CVE References

From Archiveteam
Jump to navigation Jump to search

The CVE Project has been worried about linkrot in CVE references for quite a while, and now it's time for action! This project started in Tod's junk drawer but it's here, now.

Reference Links Snapshot

These are all the CVE reference URLs as of 2023-05-17.

Some are useful. Some are not. The ratio is unknown.

Problem Statement

Archiving CVE references, ideally, will preserve vulnerability data for future security researchers, both professional and hobbyist, for effectively all time. We're currently in a phase of pretty serious enshittification on the internet right now, so having more than one copy of sometimes key vuln data seems important. Often, CVE ID descriptions are quite short and pithy, with rich vulnerability details stored only in off-site references. These details include:

  • Patch availability
  • Patch bypasses
  • Related CVE IDs
  • Precise, line-by-line analyses of vulnerable functions
  • Exploitation details, tips, gotchas
  • General, related bug-hunting guidance
  • Media coverage of affected software

Note that not all vulnerability details are particularly worthwhile; some advisories are just as opaque as CVE descriptions and offer nothing new for the intrepid researcher. Also, exploit details can be particularly touchy -- some people have trouble understanding that full transparency of software vulnerabilities is a net good for civilization.

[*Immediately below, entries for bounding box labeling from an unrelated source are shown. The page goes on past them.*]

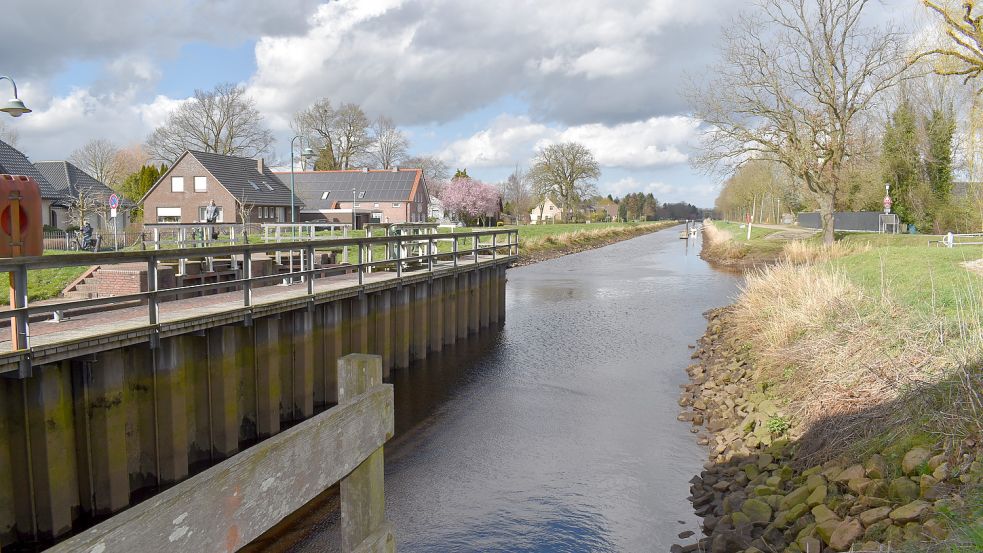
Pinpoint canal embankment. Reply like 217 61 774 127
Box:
674 224 983 552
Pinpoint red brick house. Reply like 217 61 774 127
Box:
140 150 303 224
276 168 430 225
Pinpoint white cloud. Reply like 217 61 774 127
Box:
439 116 699 168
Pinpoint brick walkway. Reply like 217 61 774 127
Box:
0 256 492 354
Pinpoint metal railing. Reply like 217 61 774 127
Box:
0 229 519 358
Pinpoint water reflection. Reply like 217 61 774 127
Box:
262 227 736 551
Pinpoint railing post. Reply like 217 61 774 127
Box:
242 250 253 307
338 353 396 553
147 255 160 325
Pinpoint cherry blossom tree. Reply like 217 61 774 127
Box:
440 177 498 222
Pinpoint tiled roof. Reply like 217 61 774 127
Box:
0 140 62 200
188 150 303 206
277 169 422 210
34 161 125 205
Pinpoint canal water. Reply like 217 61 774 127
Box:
263 228 738 552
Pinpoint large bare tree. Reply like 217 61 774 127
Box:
529 142 601 220
691 0 907 244
68 138 122 185
372 117 410 169
146 83 274 163
293 98 373 171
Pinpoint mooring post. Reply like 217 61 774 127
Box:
338 354 396 553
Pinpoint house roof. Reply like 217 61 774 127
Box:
276 169 423 210
140 150 303 206
0 140 62 200
34 161 122 205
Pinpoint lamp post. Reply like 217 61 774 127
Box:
290 134 314 225
0 75 31 117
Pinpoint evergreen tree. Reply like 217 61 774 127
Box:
881 100 920 223
925 109 956 202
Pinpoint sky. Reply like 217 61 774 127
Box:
0 0 916 207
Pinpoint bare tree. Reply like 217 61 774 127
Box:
372 117 410 169
0 121 20 146
146 83 274 163
691 0 907 244
529 142 601 219
68 138 123 184
500 165 536 222
403 156 450 184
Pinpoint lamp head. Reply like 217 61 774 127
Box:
0 98 31 117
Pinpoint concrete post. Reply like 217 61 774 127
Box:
372 290 393 379
154 336 194 485
478 269 492 329
441 275 457 346
83 349 130 516
253 317 283 439
291 309 314 420
454 273 471 340
393 286 411 369
429 278 444 351
206 325 242 461
410 282 430 359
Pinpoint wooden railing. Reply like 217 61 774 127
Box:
0 229 519 376
42 354 395 553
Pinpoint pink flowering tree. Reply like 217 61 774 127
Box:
440 177 498 222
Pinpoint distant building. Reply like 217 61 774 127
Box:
277 169 430 226
0 140 67 227
529 198 563 225
34 161 134 229
141 150 303 223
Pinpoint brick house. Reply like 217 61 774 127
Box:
276 168 430 225
140 150 303 224
34 161 133 230
0 140 66 226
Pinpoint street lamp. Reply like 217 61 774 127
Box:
290 134 314 224
0 75 31 117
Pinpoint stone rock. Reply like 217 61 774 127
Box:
812 505 840 524
901 447 932 474
860 507 891 527
831 464 864 482
778 486 809 511
890 499 932 523
864 454 887 480
887 477 919 503
829 518 864 551
741 499 771 522
806 484 826 507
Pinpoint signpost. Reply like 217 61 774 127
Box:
109 192 119 251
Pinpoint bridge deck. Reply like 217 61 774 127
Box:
0 255 512 373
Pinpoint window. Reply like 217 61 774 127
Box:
157 207 181 223
198 206 225 223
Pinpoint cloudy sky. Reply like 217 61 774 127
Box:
0 0 916 206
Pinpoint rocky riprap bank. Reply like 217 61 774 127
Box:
671 308 983 553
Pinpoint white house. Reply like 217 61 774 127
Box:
529 198 563 225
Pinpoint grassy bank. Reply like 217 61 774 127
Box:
681 222 983 552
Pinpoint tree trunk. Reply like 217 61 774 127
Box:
819 194 836 246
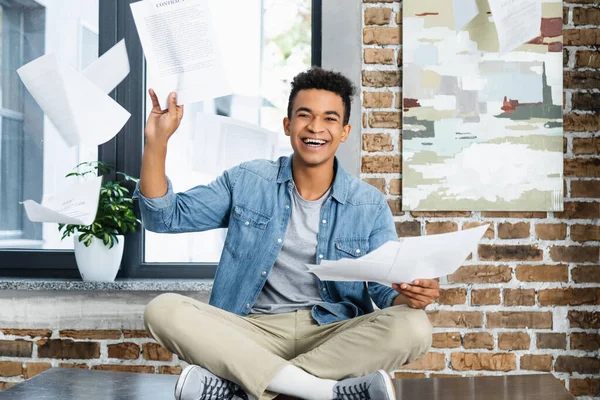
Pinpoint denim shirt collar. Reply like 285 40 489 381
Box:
277 154 349 204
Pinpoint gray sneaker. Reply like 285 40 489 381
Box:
333 370 396 400
175 365 248 400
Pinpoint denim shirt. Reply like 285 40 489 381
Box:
134 156 398 325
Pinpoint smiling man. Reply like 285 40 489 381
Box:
135 68 439 400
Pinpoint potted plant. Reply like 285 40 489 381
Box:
58 161 140 282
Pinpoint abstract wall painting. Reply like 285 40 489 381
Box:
402 0 563 211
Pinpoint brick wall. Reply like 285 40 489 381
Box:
0 0 600 398
362 0 600 399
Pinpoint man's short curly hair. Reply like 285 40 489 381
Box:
288 67 356 125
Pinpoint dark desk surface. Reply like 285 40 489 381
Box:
0 368 574 400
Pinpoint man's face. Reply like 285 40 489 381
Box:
283 89 351 166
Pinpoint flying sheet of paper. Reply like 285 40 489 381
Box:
307 225 489 286
17 42 130 147
452 0 479 32
489 0 542 54
192 113 277 175
23 176 102 225
131 0 231 110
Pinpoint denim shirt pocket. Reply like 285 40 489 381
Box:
335 238 369 290
225 204 271 260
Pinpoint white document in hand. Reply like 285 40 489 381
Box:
23 176 102 225
307 225 489 286
192 113 277 175
17 41 130 147
489 0 542 54
452 0 479 32
131 0 231 110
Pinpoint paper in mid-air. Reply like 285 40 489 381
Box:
489 0 542 54
17 40 130 147
193 113 277 176
307 225 489 286
23 176 102 225
131 0 231 110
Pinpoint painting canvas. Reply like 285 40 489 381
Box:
402 0 563 211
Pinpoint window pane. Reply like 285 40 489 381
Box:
0 0 99 249
145 0 311 262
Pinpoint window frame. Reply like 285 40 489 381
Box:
0 0 328 279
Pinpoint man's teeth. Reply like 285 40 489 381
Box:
302 139 327 146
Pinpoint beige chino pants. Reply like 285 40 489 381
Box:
144 293 432 400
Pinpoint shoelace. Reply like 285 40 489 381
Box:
334 383 371 400
198 377 248 400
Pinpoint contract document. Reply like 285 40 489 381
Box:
452 0 479 32
489 0 542 54
131 0 231 110
17 40 130 147
23 176 102 225
192 113 278 176
307 225 489 286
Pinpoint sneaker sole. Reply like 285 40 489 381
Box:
175 365 198 400
377 369 396 400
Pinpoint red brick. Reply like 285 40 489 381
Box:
498 332 531 350
450 353 517 372
571 332 600 352
478 244 543 261
427 310 483 328
569 378 600 397
158 365 182 375
396 221 421 237
142 343 173 361
498 222 531 239
567 311 600 329
364 7 392 25
363 92 394 108
535 224 567 240
564 158 600 178
0 361 23 377
59 329 121 340
36 339 100 359
362 71 402 88
536 332 573 350
437 288 467 306
23 362 52 379
0 339 33 357
448 265 511 283
431 332 460 349
515 265 569 282
571 225 600 242
471 289 500 306
399 352 446 371
463 332 494 350
550 246 600 263
521 354 552 372
554 202 600 219
571 265 600 283
364 48 395 64
363 26 402 44
504 289 535 307
538 287 600 306
0 328 52 338
362 156 401 174
571 180 600 199
108 342 140 360
362 133 394 151
486 311 552 329
554 356 600 375
92 364 154 374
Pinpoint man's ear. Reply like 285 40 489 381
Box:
283 117 292 136
340 124 352 143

See Tod's blog, The Hidden Harm of Silent Patches for more detail on why this is.

Goals

  • Archive all CVE references from all time, including the past
    • An ArchiveBot job was ran on the URL mentioned above
  • Archive "important" CVE references
    • KEV seems important
  • Archive new CVE references as they come in
    • Via the URLs project
  • Have some mapping between original and archived references
    • It should be easily usable by end users, per CVE ID
    • The archive reference should be canonical since it was "true" when referenced.
    • The archive should be generated on the spot when CVE IDs are published
  • Archives should be distributed
    • archive.org seems trustworthy, but it's another egg basket.
    • Torrents seem to be a good format for enabling distribution
    • Torrents are hard to deeplink into
  • Archives should be easily hot-swappable when a particular archive goes sour.
    • If archive.org ever does go down, it should be easy to rebuild and redirect
  • Maintainers of this whole archive scheme should be easily replaceable

Issues

Lots of URLs no longer exist. Some domains in the AB job failed even though they shouldn't have. So once the AB job uploads are done, analysis of the meta WARCs will needed to be done.

Twitter

There is currently no feasible way to archive Twitter threads. At best we can (via socialbot's snscrape support) 3200 recent tweets from a Twitter user.

archives.neohapsis.com

This is a dead domain, so it was ignored. Much of the data has moved to seclists.org though, so maybe the CVE folks need to update the corresponding URLs.

marc.info

This is an alive domain that failed in AB, possibly the bot got banned.